In this study, we investigated the role of a transcription factor, PU.1, in the regulation of CD80 and CD86 expression in dendritic cells (DCs). A chromatin immunoprecipitation assay revealed that PU.1 is constitutively bound to the CD80 and CD86 promoters in bone marrow-derived DCs. In addition, co-expression of PU.1 resulted in the transactivation of the CD80 and CD86 promoters in a reporter assay. The binding of PU.1 to cis-enhancing regions was confirmed by electromobility gel-shift assay. As expected, inhibition of PU.1 expression by short interfering RNA (siRNA) in bone marrow-derived DCs resulted in marked down-regulation of CD80 and CD86 expression. Moreover, overexpression of PU.1 in murine bone marrow-derived lineage-negative cells induced the expression of CD80 and CD86 in the absence of monocyte/DC-related growth factors and/or cytokines. Based on these results, we conclude that PU.1 is a critical factor for the expression of CD80 and CD86. We also found that subcutaneous injection of PU.1 siRNA or topical application of a cream-emulsified PU.1 siRNA efficiently inhibited murine contact hypersensitivity. Our results suggest that PU.1 is a potential target for the treatment of immune-related diseases.

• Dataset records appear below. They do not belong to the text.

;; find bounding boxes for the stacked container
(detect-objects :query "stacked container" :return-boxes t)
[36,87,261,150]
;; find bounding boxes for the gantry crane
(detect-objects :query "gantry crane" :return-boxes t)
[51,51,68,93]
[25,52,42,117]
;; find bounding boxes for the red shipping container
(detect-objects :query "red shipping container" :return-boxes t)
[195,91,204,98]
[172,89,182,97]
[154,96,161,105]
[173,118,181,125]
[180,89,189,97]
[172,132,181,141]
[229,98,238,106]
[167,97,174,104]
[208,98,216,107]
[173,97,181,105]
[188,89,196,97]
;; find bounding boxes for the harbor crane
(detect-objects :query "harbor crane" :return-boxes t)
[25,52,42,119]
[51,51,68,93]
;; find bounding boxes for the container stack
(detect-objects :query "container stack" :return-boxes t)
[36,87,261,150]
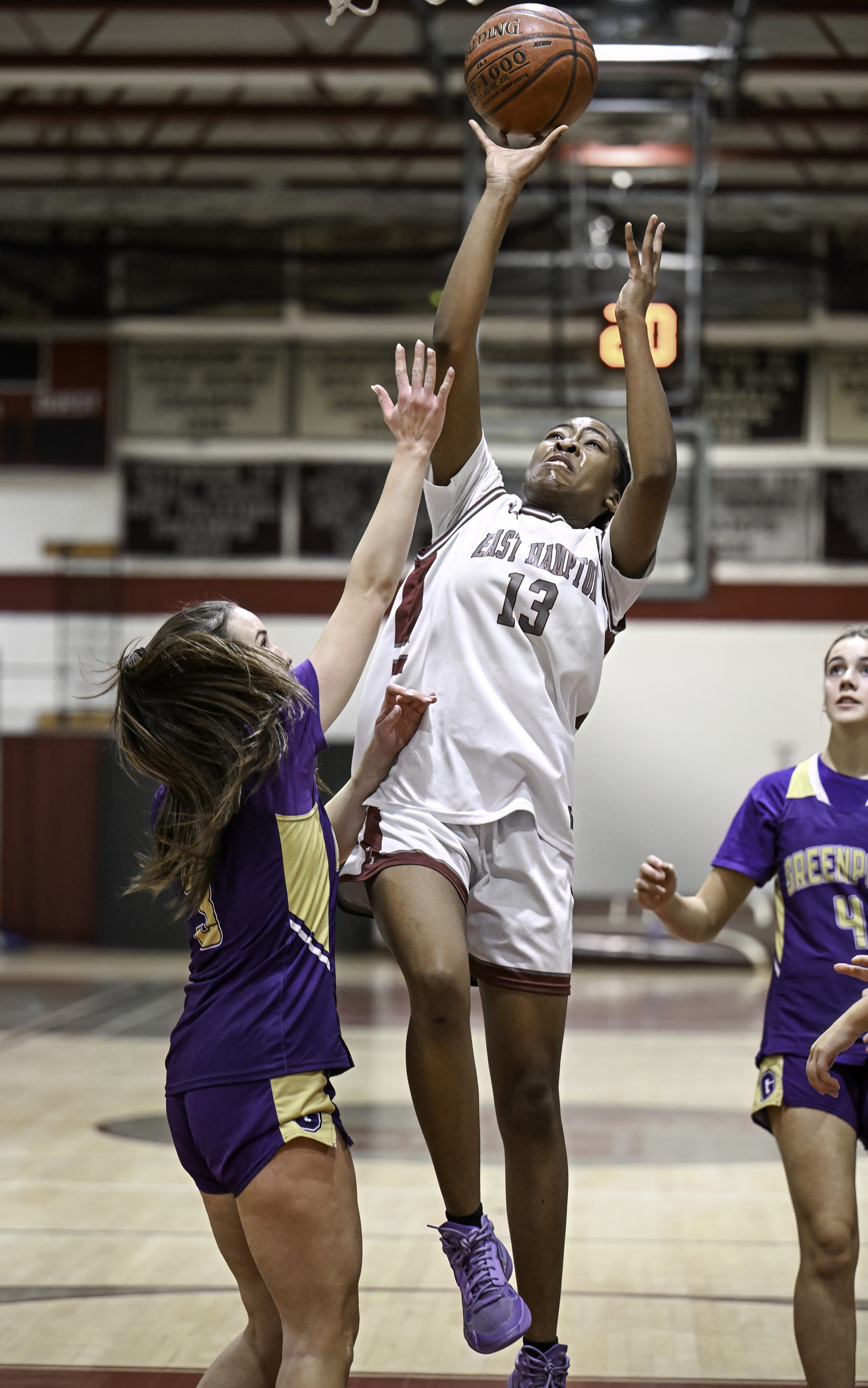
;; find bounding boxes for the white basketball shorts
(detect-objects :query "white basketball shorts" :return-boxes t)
[339,805,573,994]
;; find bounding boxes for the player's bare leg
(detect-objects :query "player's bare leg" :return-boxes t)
[231,1137,362,1388]
[200,1195,283,1388]
[370,866,480,1214]
[480,983,568,1341]
[770,1106,858,1388]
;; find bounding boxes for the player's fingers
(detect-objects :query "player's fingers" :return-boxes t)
[437,366,455,400]
[539,125,568,157]
[642,212,657,269]
[624,222,642,271]
[395,343,410,394]
[370,386,395,419]
[413,337,424,387]
[833,963,868,983]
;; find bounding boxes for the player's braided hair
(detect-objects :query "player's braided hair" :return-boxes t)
[112,601,311,916]
[591,425,632,530]
[822,623,868,670]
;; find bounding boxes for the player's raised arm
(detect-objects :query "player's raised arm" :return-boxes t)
[609,216,675,579]
[632,854,756,944]
[431,121,567,486]
[806,955,868,1098]
[311,342,454,729]
[326,684,437,862]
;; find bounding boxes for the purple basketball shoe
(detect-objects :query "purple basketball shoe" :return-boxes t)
[506,1345,570,1388]
[430,1214,531,1354]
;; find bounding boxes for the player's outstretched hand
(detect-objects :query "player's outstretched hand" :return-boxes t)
[370,342,455,453]
[469,121,568,194]
[834,955,868,998]
[632,854,678,910]
[615,216,665,322]
[359,684,437,785]
[804,1018,853,1099]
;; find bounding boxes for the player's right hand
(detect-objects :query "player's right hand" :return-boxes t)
[370,342,455,457]
[632,854,678,912]
[834,955,868,998]
[470,121,568,193]
[804,1019,850,1099]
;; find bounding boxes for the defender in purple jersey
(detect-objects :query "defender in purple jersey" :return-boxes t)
[635,626,868,1388]
[109,343,452,1388]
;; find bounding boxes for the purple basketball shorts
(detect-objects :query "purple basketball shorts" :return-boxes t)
[167,1070,352,1195]
[750,1055,868,1148]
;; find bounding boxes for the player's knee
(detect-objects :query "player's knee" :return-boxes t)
[244,1308,283,1377]
[501,1071,560,1138]
[407,962,470,1027]
[806,1217,858,1281]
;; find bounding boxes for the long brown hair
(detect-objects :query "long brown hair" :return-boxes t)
[822,625,868,670]
[112,601,311,915]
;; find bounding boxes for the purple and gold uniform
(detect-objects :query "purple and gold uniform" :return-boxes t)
[154,660,352,1195]
[714,755,868,1145]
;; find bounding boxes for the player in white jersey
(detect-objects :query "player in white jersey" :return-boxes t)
[343,122,675,1388]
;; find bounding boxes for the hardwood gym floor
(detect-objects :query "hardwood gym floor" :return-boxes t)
[0,949,868,1388]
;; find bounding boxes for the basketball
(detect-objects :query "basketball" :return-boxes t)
[465,4,596,136]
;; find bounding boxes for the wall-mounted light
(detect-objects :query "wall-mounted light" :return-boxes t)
[601,304,678,369]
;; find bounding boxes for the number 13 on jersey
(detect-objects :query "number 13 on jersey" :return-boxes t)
[498,571,557,636]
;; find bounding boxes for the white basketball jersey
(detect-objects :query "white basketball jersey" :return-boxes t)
[354,437,652,854]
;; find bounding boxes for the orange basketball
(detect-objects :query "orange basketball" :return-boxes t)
[465,4,596,136]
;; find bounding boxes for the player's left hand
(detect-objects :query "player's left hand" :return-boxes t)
[369,684,437,776]
[615,216,665,325]
[804,1022,850,1099]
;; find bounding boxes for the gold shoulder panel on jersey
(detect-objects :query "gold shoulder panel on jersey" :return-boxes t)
[786,759,816,799]
[274,805,330,951]
[786,752,829,805]
[193,887,223,949]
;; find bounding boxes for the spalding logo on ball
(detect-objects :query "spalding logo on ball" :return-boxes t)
[465,4,596,136]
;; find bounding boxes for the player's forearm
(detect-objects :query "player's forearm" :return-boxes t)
[654,893,724,945]
[326,743,392,862]
[823,998,868,1055]
[619,314,675,497]
[347,442,428,611]
[326,777,376,862]
[434,186,518,363]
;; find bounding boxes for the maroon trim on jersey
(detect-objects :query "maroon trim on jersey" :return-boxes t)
[361,805,382,858]
[392,550,437,644]
[337,843,468,916]
[468,955,570,998]
[416,487,506,562]
[518,501,560,530]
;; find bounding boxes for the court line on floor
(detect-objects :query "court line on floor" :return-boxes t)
[0,1364,832,1388]
[0,1283,868,1312]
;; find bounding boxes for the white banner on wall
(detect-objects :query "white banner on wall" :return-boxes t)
[826,351,868,443]
[297,344,393,439]
[126,343,287,439]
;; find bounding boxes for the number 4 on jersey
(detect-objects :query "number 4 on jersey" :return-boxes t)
[498,573,557,636]
[834,897,868,949]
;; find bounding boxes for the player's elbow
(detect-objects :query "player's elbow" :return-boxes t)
[632,466,676,506]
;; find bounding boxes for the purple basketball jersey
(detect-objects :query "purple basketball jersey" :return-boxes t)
[714,757,868,1064]
[160,660,352,1094]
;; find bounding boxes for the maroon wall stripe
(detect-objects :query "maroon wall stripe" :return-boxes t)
[627,583,868,622]
[0,1366,797,1388]
[0,573,868,622]
[0,573,344,616]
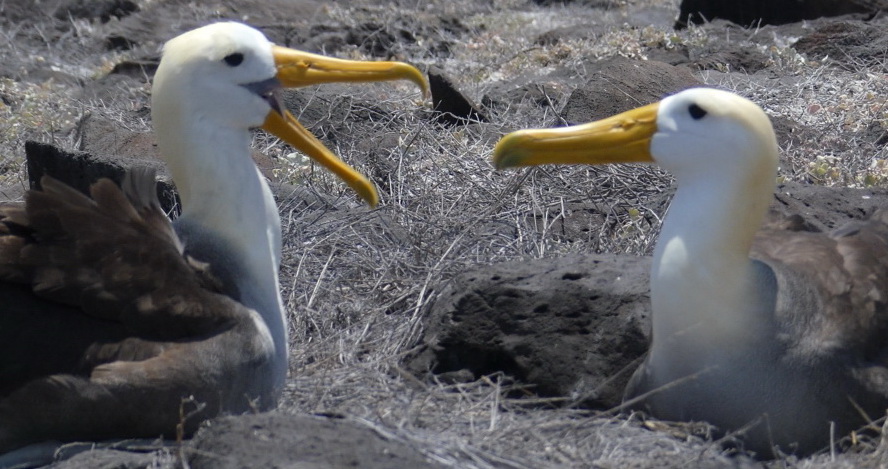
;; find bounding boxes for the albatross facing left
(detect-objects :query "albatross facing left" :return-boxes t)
[494,89,888,457]
[0,23,425,454]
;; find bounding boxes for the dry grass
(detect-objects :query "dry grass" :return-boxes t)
[0,0,888,468]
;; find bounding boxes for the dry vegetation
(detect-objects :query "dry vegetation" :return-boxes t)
[0,0,888,468]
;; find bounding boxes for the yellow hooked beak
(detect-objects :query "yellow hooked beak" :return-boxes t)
[493,103,660,169]
[262,46,428,207]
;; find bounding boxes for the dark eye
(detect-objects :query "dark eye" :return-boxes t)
[222,52,244,67]
[688,104,706,120]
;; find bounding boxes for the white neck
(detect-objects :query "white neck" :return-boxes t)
[154,112,288,385]
[651,168,774,356]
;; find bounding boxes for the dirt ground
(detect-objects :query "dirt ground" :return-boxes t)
[0,0,888,468]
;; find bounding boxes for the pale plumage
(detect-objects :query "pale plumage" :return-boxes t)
[494,89,888,457]
[0,23,425,458]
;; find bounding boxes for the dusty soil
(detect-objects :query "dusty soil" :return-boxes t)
[0,0,888,468]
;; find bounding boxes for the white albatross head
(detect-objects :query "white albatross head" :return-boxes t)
[152,23,427,208]
[493,88,778,185]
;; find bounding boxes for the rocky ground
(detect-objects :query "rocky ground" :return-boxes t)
[0,0,888,468]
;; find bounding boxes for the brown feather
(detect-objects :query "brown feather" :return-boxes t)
[0,171,273,453]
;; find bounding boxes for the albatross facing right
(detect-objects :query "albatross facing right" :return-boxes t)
[494,89,888,457]
[0,23,425,458]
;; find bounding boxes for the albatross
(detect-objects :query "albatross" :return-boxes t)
[493,88,888,457]
[0,23,426,458]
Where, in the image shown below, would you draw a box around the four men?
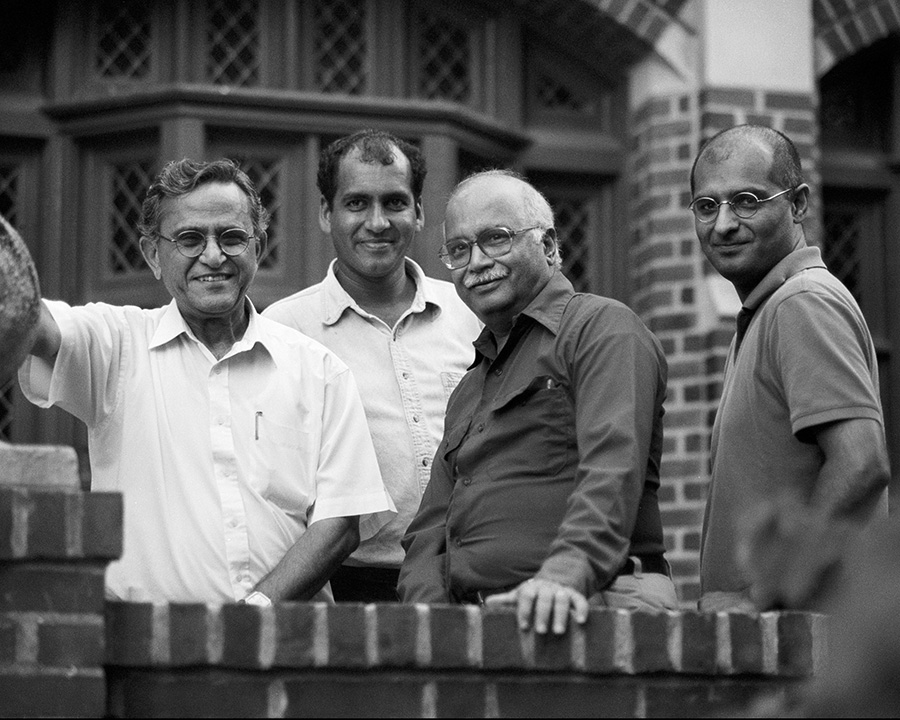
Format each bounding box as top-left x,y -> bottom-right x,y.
12,160 -> 393,604
264,130 -> 481,602
691,126 -> 889,611
400,171 -> 677,633
12,126 -> 889,612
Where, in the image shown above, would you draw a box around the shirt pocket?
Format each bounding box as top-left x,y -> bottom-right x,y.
250,415 -> 318,515
484,375 -> 576,478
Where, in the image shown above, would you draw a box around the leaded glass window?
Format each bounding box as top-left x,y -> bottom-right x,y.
314,0 -> 368,95
94,0 -> 151,80
106,160 -> 153,276
417,12 -> 474,103
206,0 -> 260,87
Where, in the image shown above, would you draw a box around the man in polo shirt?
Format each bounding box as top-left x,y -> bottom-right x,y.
10,159 -> 392,605
400,171 -> 678,633
691,125 -> 889,611
264,130 -> 481,602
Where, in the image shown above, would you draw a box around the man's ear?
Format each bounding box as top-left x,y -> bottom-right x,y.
319,195 -> 331,235
141,235 -> 162,280
256,230 -> 269,263
791,183 -> 809,223
416,198 -> 425,230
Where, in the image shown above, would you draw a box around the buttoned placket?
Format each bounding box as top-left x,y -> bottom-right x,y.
208,359 -> 253,599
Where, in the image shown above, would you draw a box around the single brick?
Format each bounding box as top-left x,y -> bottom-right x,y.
284,672 -> 425,718
375,603 -> 418,667
0,669 -> 106,717
430,605 -> 469,668
108,668 -> 272,718
38,617 -> 104,668
28,491 -> 71,559
631,610 -> 675,673
106,602 -> 153,667
584,608 -> 620,674
681,612 -> 716,675
481,608 -> 532,670
496,676 -> 638,718
0,618 -> 18,665
328,603 -> 369,668
778,612 -> 813,676
728,613 -> 763,674
435,676 -> 488,718
274,603 -> 316,668
81,492 -> 124,560
0,562 -> 105,613
169,603 -> 209,667
221,604 -> 263,668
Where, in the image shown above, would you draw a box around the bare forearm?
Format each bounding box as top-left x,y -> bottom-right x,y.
256,517 -> 359,602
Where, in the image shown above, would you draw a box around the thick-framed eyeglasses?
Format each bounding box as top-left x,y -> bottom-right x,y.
438,225 -> 552,270
688,188 -> 794,222
156,228 -> 254,258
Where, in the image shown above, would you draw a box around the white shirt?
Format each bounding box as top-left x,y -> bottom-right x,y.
19,301 -> 393,603
263,258 -> 482,567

机译:在这项研究中,我们调查了转录因子PU.1在树突状细胞(DC)中CD80和CD86表达调控中的作用。染色质免疫沉淀试验表明,PU.1与骨髓来源的DC中的CD80和CD86启动子组成性结合。此外,PU.1的共表达导致在报告基因分析中CD80和CD86启动子的反式激活。 PU.1与顺式增强区的结合通过电动迁移凝胶位移测定法得以证实。不出所料,骨髓来源的DC中短干扰RNA(siRNA)对PU.1表达的抑制导致CD80和CD86表达的明显下调。此外,在不存在单核细胞/ DC相关生长因子和/或细胞因子的情况下,鼠骨髓来源的谱系阴性细胞中PU.1的过表达诱导CD80和CD86的表达。根据这些结果,我们得出结论,PU.1是CD80和CD86表达的关键因素。我们还发现皮下注射PU.1 siRNA或局部应用乳化乳化的PU.1 siRNA可以有效抑制鼠类接触性超敏反应。我们的结果表明,PU.1是治疗免疫相关疾病的潜在靶标。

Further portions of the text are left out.